Roman Parykin

Software development, distributed systems, & natural language processing

Ruby Symbol#to_proc is a lambadass

Aug 12, 2013

It all started with the addition of the to_proc method to the Symbol class, which is admittedly easy to use and looks great. Instead of writing

irb > [Object, Kernel, Class].map {|cls| cls.name }
=> ["Object", "Kernel", "Class"]

it can be written as

irb > [Object, Kernel, Class].map(&:name)
=> ["Object", "Kernel", "Class"]

And what it does is simply call the to_proc method on the symbol :name (which returns a Proc), and then convert the proc to a block with the & operator (because map takes a block, not a proc).

A naive implementation of the Symbol#to_proc could look like this:

class Symbol
  def to_proc
    Proc.new {|obj, *args| obj.send(self, *args) }
  end
end

After fixing cases with arrays and possibly monkey-patched send method, you might end up with something like this:

class Symbol
  def to_proc
    Proc.new {|*args| args.shift.__send__(self, *args) }
  end
end

It’s a well-understood concept with many descriptions available on the Internet. To understand why the Symbol#to_proc is a lambadass (and what it means), let’s move on to the different kinds of Ruby Procs.

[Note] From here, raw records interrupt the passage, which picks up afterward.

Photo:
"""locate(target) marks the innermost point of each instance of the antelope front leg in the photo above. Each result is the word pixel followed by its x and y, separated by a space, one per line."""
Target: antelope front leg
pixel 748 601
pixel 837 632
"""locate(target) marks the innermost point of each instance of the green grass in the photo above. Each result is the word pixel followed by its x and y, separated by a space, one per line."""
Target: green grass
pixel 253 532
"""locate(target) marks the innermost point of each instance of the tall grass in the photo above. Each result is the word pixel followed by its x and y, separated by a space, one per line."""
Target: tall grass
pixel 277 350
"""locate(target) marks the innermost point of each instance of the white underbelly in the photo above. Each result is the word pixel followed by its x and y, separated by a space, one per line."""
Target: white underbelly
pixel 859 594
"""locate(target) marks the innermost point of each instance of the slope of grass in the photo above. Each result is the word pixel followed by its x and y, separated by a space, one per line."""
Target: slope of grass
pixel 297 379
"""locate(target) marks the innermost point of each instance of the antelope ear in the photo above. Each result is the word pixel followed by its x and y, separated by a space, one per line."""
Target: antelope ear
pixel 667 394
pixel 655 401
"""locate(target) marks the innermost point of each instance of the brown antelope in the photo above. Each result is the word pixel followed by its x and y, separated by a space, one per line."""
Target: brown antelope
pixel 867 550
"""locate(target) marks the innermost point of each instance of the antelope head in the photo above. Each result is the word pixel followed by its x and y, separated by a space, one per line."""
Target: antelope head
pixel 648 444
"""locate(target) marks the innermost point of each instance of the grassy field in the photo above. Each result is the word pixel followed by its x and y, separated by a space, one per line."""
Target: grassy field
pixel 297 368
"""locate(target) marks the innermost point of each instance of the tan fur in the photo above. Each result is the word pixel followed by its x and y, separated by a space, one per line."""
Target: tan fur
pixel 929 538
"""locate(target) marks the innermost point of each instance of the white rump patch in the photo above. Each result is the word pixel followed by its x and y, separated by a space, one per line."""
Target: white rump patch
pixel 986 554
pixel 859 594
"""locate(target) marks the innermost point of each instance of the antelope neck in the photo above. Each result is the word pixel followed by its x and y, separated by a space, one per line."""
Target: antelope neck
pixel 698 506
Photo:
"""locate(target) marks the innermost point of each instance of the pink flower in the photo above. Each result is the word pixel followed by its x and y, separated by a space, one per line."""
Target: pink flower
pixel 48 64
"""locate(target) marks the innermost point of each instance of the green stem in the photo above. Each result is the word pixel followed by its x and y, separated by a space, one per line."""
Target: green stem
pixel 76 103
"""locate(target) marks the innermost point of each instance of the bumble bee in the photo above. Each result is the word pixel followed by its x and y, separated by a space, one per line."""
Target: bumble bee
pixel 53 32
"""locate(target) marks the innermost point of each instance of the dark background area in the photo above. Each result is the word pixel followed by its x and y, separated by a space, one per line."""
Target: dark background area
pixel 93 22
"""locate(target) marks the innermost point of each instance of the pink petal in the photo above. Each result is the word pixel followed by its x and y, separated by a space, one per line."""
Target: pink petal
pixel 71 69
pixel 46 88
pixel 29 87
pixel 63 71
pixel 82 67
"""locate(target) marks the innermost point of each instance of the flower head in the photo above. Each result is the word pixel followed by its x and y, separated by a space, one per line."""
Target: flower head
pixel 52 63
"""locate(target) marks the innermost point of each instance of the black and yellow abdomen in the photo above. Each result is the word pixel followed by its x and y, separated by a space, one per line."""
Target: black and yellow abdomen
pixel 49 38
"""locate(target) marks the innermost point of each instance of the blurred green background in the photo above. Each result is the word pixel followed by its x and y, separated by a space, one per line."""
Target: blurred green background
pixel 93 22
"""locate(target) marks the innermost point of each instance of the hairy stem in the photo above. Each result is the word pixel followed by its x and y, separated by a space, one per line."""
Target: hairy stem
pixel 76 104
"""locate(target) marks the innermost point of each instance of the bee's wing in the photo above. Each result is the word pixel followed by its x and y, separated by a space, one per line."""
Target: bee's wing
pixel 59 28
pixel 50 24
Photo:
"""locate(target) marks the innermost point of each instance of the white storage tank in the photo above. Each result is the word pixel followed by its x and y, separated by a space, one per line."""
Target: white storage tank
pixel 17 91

Different kinds of Ruby Procs

As you may know, there are two kinds of Ruby Procs—procs and lambdas. They differ not only in how they check function arity, but also in their appearance when run in irb:

irb > Proc.new {}
=> #<Proc:0x007f944a090c50@(irb):1>

irb > lambda {}
=> #<Proc:0x007f944a08ac38@(irb):2 (lambda)>

You can see that the (lambda) suffix is displayed for lambdas only, and both of them have something like context (irb):2. However, it turns out that there is a third kind of procs, which I call the lambadass. But first, let’s talk about the lambda scope or context.

Scope

Procs and lambdas (both instances of the Proc class) are closures, just like blocks. The only important thing for us to note is that they are evaluated in the scope where they are defined or created. It means that any block (or proc or lambda) includes a set of bindings (local variables, instance variables, etc.) captured at the moment when it was defined. Simple example demonstrating this in action:

irb > x = 1

irb > def z(x)
irb >   lambda { x }
irb > end

irb > lambda { x }.call
=> 1

irb > z(2).call
=> 2

As any method definition is a new scope gate, the only known binding with the name x inside the method z is the method parameter. To visually grab the context of the defined lambda, consider {} as the constructor (rather than the lambda keyword).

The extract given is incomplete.